Quando si parla di inserimento eterofamiliare di adulti sofferenti di disturbi psichici, si intende ciò che accadeva a Geel nel 1400 ed allo stesso tempo, ciò che avviene oggi in questo stesso posto. Spostandosi dalla dimensione longitudinale (storica) a quella trasversale (geografica), l’effetto non cambia: in tutti i paesi ove sia oggi in atto un programma di questo tipo, si parla ugualmente di inserimento eterofamiliare per pazienti psichiatrici, nonostante le modalità strutturali e processuali siano per alcuni dettagli diverse (finanziamento servizio, retribuzione famiglie, enti organizzatori, riferimenti teorici, ruolo utenti ecc.).

Da questa osservazione emerge quanto sia eterogenea ed articolata la prassi di questa alternativa all’ospedalizzazione, adattabile, a seconda dei contesti storici, politici, culturali ed economici, a diverse realtà.

Il sempre più indispensabile sostegno professionale offerto alle famiglie ospitanti ed agli ospiti dagli operatori, per esempio, caratterizzava ieri le applicazioni più avanzate di questa modalità. Oggi non è quasi più pensabile l’attuazione di un programma del genere senza un adeguato supporto alle convivenze.
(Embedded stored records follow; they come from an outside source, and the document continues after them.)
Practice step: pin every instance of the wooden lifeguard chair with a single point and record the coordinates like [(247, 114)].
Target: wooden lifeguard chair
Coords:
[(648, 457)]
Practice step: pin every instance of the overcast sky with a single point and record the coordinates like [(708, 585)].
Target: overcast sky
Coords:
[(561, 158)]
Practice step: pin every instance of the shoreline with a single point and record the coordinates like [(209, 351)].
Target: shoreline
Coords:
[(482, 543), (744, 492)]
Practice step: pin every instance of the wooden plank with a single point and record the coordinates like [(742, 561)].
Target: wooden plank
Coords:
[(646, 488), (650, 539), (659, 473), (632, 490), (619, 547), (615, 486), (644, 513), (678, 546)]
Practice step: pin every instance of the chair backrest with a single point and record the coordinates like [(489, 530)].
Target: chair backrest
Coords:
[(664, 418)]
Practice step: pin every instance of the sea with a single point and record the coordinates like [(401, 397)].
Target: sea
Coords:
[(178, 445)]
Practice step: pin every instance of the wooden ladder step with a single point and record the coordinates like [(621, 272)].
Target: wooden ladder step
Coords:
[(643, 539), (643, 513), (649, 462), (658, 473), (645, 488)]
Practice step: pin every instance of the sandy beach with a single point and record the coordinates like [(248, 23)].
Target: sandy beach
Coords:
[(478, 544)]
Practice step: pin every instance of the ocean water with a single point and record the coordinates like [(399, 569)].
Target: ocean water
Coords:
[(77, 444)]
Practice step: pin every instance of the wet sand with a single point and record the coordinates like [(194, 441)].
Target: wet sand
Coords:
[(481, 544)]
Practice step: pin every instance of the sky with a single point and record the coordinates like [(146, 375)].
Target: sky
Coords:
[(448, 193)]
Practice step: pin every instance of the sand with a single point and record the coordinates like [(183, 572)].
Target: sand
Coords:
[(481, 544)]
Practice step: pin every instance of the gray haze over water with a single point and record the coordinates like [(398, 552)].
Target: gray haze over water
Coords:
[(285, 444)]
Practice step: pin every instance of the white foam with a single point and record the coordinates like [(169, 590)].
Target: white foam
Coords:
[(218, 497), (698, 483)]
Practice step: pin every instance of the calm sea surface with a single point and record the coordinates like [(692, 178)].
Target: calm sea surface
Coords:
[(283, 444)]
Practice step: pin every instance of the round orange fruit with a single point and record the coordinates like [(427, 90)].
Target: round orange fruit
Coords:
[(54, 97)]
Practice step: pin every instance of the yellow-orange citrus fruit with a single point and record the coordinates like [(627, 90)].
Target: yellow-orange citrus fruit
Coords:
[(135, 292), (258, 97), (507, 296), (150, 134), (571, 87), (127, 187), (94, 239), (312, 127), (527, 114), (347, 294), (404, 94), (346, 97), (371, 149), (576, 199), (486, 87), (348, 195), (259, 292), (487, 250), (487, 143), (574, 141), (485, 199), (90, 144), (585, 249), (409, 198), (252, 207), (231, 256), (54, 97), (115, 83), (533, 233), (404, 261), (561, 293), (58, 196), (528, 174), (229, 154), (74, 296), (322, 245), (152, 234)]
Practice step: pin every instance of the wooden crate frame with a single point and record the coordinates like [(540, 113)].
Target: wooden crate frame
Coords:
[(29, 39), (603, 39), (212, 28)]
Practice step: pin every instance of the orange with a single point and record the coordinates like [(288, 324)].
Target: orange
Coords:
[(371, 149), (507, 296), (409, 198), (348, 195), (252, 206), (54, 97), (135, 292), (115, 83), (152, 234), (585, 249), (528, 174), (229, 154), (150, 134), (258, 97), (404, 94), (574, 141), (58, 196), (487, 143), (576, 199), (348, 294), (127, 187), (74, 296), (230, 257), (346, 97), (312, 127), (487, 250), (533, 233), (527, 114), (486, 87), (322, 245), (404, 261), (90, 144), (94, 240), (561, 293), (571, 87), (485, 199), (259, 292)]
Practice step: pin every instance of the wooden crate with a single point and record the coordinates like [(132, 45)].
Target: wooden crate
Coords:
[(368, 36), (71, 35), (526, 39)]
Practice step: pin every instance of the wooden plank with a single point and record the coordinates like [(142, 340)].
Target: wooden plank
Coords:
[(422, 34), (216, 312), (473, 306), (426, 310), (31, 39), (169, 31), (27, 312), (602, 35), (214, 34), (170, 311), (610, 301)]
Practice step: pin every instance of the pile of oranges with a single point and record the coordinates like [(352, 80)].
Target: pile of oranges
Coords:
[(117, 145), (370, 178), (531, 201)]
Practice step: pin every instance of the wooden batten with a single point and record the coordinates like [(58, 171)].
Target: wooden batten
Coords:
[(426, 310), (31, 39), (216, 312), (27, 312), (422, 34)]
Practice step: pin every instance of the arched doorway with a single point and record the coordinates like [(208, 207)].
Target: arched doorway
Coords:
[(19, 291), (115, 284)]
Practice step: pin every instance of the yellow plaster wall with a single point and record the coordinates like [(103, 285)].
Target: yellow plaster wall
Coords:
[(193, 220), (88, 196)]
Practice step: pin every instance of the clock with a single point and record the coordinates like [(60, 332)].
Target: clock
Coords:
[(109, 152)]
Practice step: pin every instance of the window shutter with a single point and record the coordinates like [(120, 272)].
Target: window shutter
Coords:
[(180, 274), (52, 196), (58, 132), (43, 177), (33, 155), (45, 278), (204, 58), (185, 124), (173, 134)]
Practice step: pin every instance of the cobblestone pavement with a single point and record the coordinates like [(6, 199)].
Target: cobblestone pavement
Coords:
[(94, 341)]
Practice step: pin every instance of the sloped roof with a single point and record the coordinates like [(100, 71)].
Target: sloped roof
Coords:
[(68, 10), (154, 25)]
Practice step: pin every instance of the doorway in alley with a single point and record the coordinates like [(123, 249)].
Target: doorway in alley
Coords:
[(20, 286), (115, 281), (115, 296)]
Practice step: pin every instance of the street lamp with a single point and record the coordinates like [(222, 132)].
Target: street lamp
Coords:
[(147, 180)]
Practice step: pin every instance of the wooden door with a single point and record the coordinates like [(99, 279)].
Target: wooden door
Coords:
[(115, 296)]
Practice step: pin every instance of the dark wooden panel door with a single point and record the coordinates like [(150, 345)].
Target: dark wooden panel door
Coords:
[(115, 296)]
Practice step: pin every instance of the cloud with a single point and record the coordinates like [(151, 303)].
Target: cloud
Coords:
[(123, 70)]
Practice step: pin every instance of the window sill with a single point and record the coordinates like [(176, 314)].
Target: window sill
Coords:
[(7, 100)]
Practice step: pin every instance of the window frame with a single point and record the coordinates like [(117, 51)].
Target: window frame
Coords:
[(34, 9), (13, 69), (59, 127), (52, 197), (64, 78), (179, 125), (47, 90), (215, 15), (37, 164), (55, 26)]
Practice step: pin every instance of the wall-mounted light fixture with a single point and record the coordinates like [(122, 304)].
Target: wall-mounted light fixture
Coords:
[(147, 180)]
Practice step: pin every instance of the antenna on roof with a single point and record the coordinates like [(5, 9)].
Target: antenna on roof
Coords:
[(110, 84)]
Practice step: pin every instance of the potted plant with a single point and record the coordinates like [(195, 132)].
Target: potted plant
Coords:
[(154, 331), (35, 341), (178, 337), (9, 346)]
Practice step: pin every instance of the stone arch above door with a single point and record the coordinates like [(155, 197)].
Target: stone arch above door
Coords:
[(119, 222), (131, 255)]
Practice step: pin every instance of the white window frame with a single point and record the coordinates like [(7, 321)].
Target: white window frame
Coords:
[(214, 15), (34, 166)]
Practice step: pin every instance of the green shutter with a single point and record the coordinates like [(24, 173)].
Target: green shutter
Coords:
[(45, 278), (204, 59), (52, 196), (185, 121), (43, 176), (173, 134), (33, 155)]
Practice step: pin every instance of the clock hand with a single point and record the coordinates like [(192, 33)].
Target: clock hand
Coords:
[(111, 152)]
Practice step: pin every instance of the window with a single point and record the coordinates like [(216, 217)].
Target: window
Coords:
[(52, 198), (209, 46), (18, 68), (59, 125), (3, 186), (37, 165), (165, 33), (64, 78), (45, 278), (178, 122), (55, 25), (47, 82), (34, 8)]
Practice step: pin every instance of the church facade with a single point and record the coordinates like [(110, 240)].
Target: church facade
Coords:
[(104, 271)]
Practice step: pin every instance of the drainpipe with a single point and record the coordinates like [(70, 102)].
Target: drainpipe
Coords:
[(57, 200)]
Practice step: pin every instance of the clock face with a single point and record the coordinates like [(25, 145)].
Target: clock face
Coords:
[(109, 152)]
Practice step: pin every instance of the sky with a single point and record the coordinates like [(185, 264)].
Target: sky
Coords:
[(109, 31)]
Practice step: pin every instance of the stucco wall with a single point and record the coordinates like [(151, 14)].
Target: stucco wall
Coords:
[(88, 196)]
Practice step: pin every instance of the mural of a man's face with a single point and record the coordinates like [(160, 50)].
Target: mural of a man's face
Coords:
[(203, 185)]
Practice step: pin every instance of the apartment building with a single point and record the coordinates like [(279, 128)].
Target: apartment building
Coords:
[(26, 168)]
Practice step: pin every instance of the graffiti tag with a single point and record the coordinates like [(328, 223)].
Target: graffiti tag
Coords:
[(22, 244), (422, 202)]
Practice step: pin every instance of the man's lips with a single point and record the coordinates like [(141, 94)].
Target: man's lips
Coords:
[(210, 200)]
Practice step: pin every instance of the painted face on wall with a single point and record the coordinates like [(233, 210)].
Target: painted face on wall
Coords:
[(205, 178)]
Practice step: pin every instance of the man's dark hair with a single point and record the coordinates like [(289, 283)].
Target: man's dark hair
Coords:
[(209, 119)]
Fondamentali strumenti per la realizzazione di un servizio avanzato sono delle precise e dettagliate linee guida aziendali che definiscano l’oggetto, i ruoli, gli strumenti, le prestazioni, gli eventi straordinari, le coperture assicurative, le modalità di rimborso spese ecc. A fianco di queste si rivela indispensabile il testo base del contratto di convivenza che vede impegnate le parti dell’ospite, dell’ospitante e dell’ASL con la funzione di garante. Nel contratto devono essere chiaramente specificati il progetto, i tempi, le modalità, le prestazioni e le responsabilità a carico delle parti così come la definizione e la regolamentazione del rimborso spese mensile.

Dall’analisi dei vari resoconti relativi alle diverse applicazioni degli inserimenti eterofamiliari supportati, emerge quanto si vada sempre più verso una professionalizzazione degli operatori del servizio organizzatore (in alcuni casi si tratta di veri e propri supervisori). Emerge poi come esistano sostanzialmente due grandi categorie entro le quali si collocano i moderni servizi di inserimento eterofamiliare supportato. La prima, di cui fanno parte alcuni servizi tedeschi, quello di Collegno, e la maggior parte delle esperienze statunitensi e francesi, vede l’èquipe come gruppo che si occupa della selezione delle famiglie, della loro formazione, della realizzazione degli abbinamenti e del supporto alle convivenze, lasciando al suo esterno la sola figura dello psichiatra che, continuando ad essere quello della clinica o dell’ambulatorio, rimane l’elemento di continuità rispetto alla presa in carico istituzionale. La seconda categoria vede lo psichiatra fare parte dell’èquipe. In questo caso il paziente si trova a dover cambiare medico curante al suo ingresso nel programma di inserimento eterofamiliare.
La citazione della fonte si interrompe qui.